これに対し、HOYAも13日、ニューフレアの完全子会社化を目指し、1株当たりの買い付け価格が東芝より1千円高い1万2900円でTOBを表明。HOYAは半導体の製造過程で使う部材などを手掛けていることから「両社が有する知見を組み合わせることにより、双方の企業価値向上に資するシナジー(相乗効果)を発現できる」と説明しており、東芝側に応募も求めている。東芝のTOB不成立を条件に来年4月にはTOBを始める方針だ。
HOYAの提案について東芝の車谷会長はインタビューで「われわれが株を売らなければ成立しない」と指摘。ニューフレアに関しては「東芝の技術陣がいなければ開発もできない。東芝が手放したら死んでしまう」と述べ、東芝による完全子会社化が最適だとの考えを改めて強調した。
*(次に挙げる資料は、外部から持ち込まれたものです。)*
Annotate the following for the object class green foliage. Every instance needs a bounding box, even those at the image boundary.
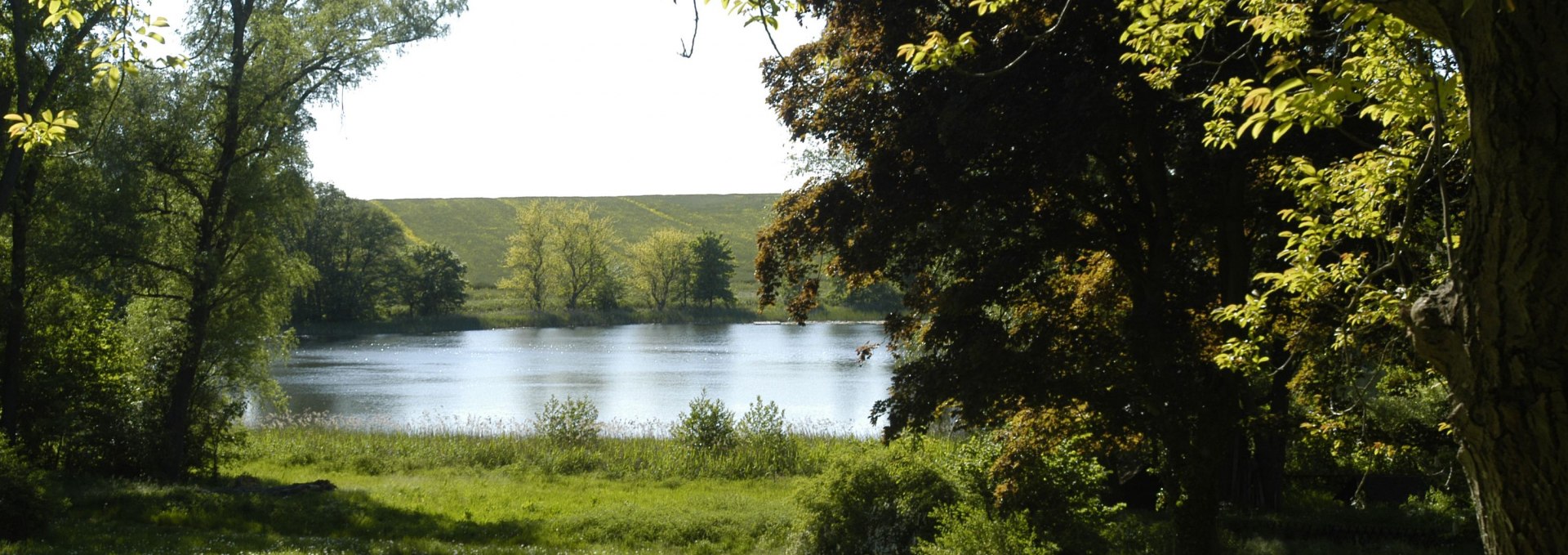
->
[373,195,777,292]
[692,231,735,307]
[988,429,1120,553]
[914,504,1063,555]
[670,391,740,458]
[798,439,960,555]
[0,437,56,541]
[735,396,801,475]
[533,395,600,447]
[293,183,414,321]
[400,244,469,316]
[19,282,152,475]
[627,227,696,311]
一方で、旧村上ファンド系の投資会社が11月14日以降にニューフレア株を買い増していることや、旧村上ファンド系の別の投資会社がニューフレア株を約16%保有する東芝機械の筆頭株主でもあることが判明。東芝のTOBを成功させるには東芝機械の意向が重要となるが、HOYAのTOBに応募する可能性もあり、事態の行方はさらに混沌としてきている。(桑原雄尚)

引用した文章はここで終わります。